Renungan ini mengandung makna mendalam tentang hubungan antara kesalehan individu dan keberkahan keturunan. Kesalehan seorang hamba tidak hanya mendatangkan pahala bagi dirinya, tetapi juga bisa menjadi sebab penjagaan dan rahmat bagi anak cucunya.
Berkah kesalehan ini seakan menegaskan hukum spiritual yang hidup dalam sunnatullah: bahwa amal saleh seseorang tidak pernah terputus manfaatnya. Sebagaimana air jernih yang mengalir ke sungai, begitu pula doa, amal, dan ketulusan seorang ayah atau ibu dapat menjadi aliran berkah yang menyejukkan hati anak-anaknya.

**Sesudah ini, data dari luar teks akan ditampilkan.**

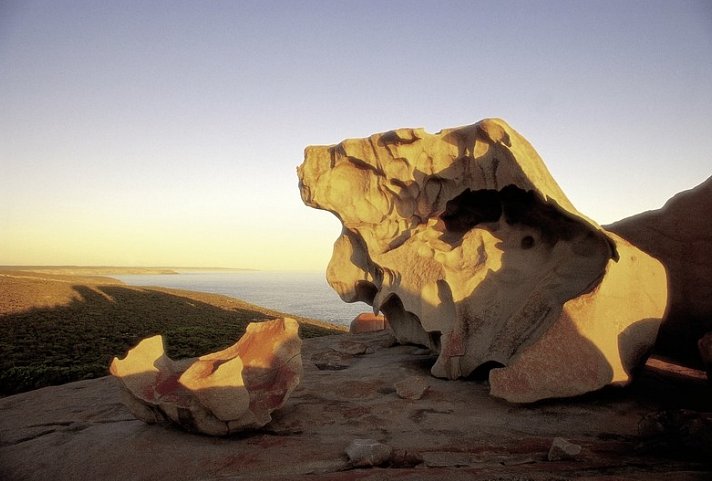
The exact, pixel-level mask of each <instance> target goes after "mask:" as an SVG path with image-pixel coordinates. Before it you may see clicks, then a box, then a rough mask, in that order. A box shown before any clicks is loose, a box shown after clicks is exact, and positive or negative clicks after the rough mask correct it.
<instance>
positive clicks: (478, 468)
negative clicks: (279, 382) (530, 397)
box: [0, 332, 712, 481]
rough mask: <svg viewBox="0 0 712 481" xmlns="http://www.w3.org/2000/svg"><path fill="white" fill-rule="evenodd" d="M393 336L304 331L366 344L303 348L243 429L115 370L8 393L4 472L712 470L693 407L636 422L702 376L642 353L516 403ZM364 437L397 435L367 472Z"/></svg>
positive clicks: (706, 389)
mask: <svg viewBox="0 0 712 481" xmlns="http://www.w3.org/2000/svg"><path fill="white" fill-rule="evenodd" d="M387 337H388V336H387V333H385V332H382V333H371V334H358V335H349V334H343V335H338V336H326V337H319V338H310V339H305V340H304V342H303V345H302V356H303V358H304V359H309V358H310V357H311V355H312V354H314V353H316V352H323V351H325V350H327V349H337V348H338V344H339V343H340V342H341V341H342V340H344V339H351V340H354V341H357V342H363V343H365V344H368V345H369V347H371V348H372V349H371V350H370V351H369V352H367V353H364V354H363V355H359V356H355V357H354V359H353V364H352V365H351V366H350V367H349V368H348V369H344V370H340V371H320V370H319V369H318V368H317V367H316V366H314V364H312V363H311V362H304V377H303V379H302V381H301V382H300V383H299V386H297V388H296V389H295V390H294V391H293V392H292V394H291V395H290V396H289V399H288V400H287V403H286V404H285V405H284V406H283V407H282V408H281V409H279V410H277V411H275V412H273V413H272V417H273V419H272V421H271V422H270V423H269V424H267V425H266V426H264V427H262V428H260V429H257V430H255V431H252V432H250V433H249V434H248V435H243V434H238V435H235V436H225V437H210V438H209V437H206V436H189V435H186V434H185V433H182V432H180V431H179V430H178V429H156V428H155V426H150V425H147V424H145V423H144V422H142V421H139V420H137V419H136V418H135V417H134V416H133V415H131V413H130V412H129V411H128V410H127V409H126V407H125V406H124V405H123V404H122V403H121V402H120V401H119V399H120V392H121V387H120V383H119V382H117V381H116V380H115V379H112V378H101V379H91V380H87V381H80V382H76V383H71V384H65V385H62V386H52V387H47V388H43V389H39V390H35V391H30V392H26V393H23V394H17V395H13V396H5V397H2V398H0V479H2V480H3V481H47V480H52V481H76V480H102V481H103V480H117V481H121V480H132V481H134V480H135V481H155V480H170V481H191V480H192V481H195V480H215V481H217V480H222V481H227V480H260V481H262V480H266V481H294V480H303V479H304V480H309V481H354V480H357V479H358V480H366V479H368V480H371V481H373V480H380V479H389V480H390V479H398V480H419V481H442V480H447V481H473V480H474V481H484V480H494V479H498V480H504V479H508V480H513V479H518V480H536V481H544V480H549V481H551V480H553V479H556V480H564V479H566V480H581V481H584V480H585V481H594V480H595V481H621V480H625V481H643V480H644V481H657V480H662V481H672V480H674V481H700V480H709V479H712V464H710V462H709V461H710V459H712V454H709V451H702V452H700V451H699V450H694V451H693V450H692V449H690V448H688V446H691V447H694V446H701V445H702V444H701V443H703V442H704V439H703V438H700V436H704V435H705V432H706V433H712V429H710V428H705V427H704V426H705V425H706V423H705V424H701V425H700V426H702V427H703V430H702V431H700V430H699V429H698V428H697V427H694V426H693V425H692V424H690V423H692V422H694V421H693V420H692V419H689V418H686V419H689V421H684V422H683V423H682V425H680V423H675V425H674V426H672V425H671V423H664V425H665V426H670V427H669V428H665V429H662V431H661V430H655V431H654V432H653V433H652V434H653V437H650V438H646V439H649V440H650V442H649V444H646V447H647V449H644V450H639V449H637V446H638V445H639V443H640V442H641V439H640V437H639V434H638V433H639V427H640V426H639V422H640V420H641V419H642V418H643V417H644V416H646V415H647V414H649V413H651V412H655V413H657V412H659V411H662V410H667V409H676V410H677V409H688V410H697V411H703V410H705V409H706V408H707V407H708V406H712V385H711V384H708V383H707V382H706V381H704V380H700V379H692V378H686V379H683V378H682V377H680V376H679V375H678V374H676V373H675V372H670V371H665V370H663V369H661V368H660V366H657V367H655V368H651V367H650V366H649V365H646V366H644V367H643V369H642V370H641V371H640V373H639V376H638V378H637V381H636V382H635V383H633V385H632V386H630V388H629V389H626V390H625V391H622V392H618V393H616V395H613V396H612V395H610V393H608V392H601V393H593V394H591V395H588V396H584V397H582V398H579V399H577V400H576V401H575V402H544V403H536V404H533V405H528V406H516V405H514V406H513V405H510V404H508V403H505V402H502V401H501V400H499V399H494V398H492V397H491V396H489V394H488V393H489V388H488V386H487V384H486V383H481V382H452V381H449V380H446V379H437V378H428V377H427V375H428V366H427V361H428V360H429V359H431V355H430V354H427V353H424V352H423V349H419V348H416V347H413V346H406V345H400V346H392V347H385V346H386V345H387V341H388V340H387V339H386V338H387ZM410 376H424V377H426V379H427V380H428V383H429V384H430V387H429V389H428V392H427V394H426V395H425V396H423V398H422V399H420V400H419V401H408V400H404V399H401V398H399V397H398V396H396V394H395V393H394V392H393V385H394V384H395V383H397V382H398V381H400V380H402V379H404V378H407V377H410ZM702 419H704V416H702ZM676 426H680V428H679V429H678V428H677V427H676ZM686 433H690V434H693V435H694V438H690V437H689V436H687V435H686ZM695 433H696V434H695ZM556 436H560V437H563V438H565V439H568V440H570V441H573V442H575V443H576V444H579V445H581V446H582V447H583V449H582V452H581V454H580V455H578V456H577V457H576V459H575V460H562V461H558V462H556V463H550V462H548V461H547V453H548V451H549V449H550V446H551V444H552V439H553V438H554V437H556ZM364 438H372V439H375V440H377V441H380V442H381V443H384V444H387V445H388V446H390V447H392V448H393V452H392V453H391V456H390V458H389V459H388V461H387V462H386V464H385V465H384V466H383V467H373V468H369V470H370V471H368V472H365V471H363V468H354V467H353V465H352V464H351V463H350V462H349V459H348V456H347V455H346V454H345V453H344V450H345V448H346V447H347V446H348V445H349V444H350V443H351V441H352V440H354V439H364ZM680 441H685V442H686V444H684V445H682V444H680ZM659 446H662V450H660V449H659V448H658V447H659ZM683 446H684V447H683ZM524 463H525V464H524Z"/></svg>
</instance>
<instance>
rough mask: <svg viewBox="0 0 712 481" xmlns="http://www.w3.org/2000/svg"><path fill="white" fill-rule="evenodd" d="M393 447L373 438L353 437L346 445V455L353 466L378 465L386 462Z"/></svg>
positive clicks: (392, 451)
mask: <svg viewBox="0 0 712 481" xmlns="http://www.w3.org/2000/svg"><path fill="white" fill-rule="evenodd" d="M392 452H393V448H392V447H390V446H388V445H387V444H383V443H379V442H378V441H376V440H375V439H354V440H353V441H351V444H349V445H348V446H347V447H346V455H347V456H348V457H349V461H350V462H351V464H352V465H353V466H355V467H361V468H365V467H371V466H380V465H382V464H385V463H386V462H388V460H389V459H390V457H391V453H392Z"/></svg>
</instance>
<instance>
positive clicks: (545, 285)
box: [298, 119, 667, 402]
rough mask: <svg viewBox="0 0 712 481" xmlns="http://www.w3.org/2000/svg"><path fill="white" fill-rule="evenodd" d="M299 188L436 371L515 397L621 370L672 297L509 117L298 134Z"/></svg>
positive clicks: (536, 396) (574, 392) (646, 347)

Sa‘īd bin al-Musayyib memberi teladan bahwa tanggung jawab orang tua tidak berhenti pada memenuhi kebutuhan jasmani anak, tetapi juga mencakup ikhtiar spiritual melalui ibadah dan doa. Dalam hal ini, tambahan salat yang beliau lakukan bukan semata-mata untuk dirinya sendiri, tetapi sebagai bentuk harapan agar Allah menjaga anaknya di masa depan.
Maka, bagi setiap orang tua, kisah ini menjadi pengingat yang indah bahwa kesalehan yang kita perjuangkan hari ini bukan hanya investasi pribadi, tetapi juga warisan tak ternilai bagi anak-cucu kita. Dan bagi anak-anak, kisah ini menumbuhkan kesadaran bahwa sebagian keberkahan yang mereka nikmati mungkin merupakan buah dari kebaikan dan ketulusan orang tua atau leluhur mereka.
Kesalehan, dengan demikian, bukan hanya identitas spiritual pribadi, melainkan cahaya yang memancar dari satu generasi ke generasi berikutnya — cahaya yang menerangi jalan hidup dan mengundang penjagaan Ilahi yang melampaui waktu.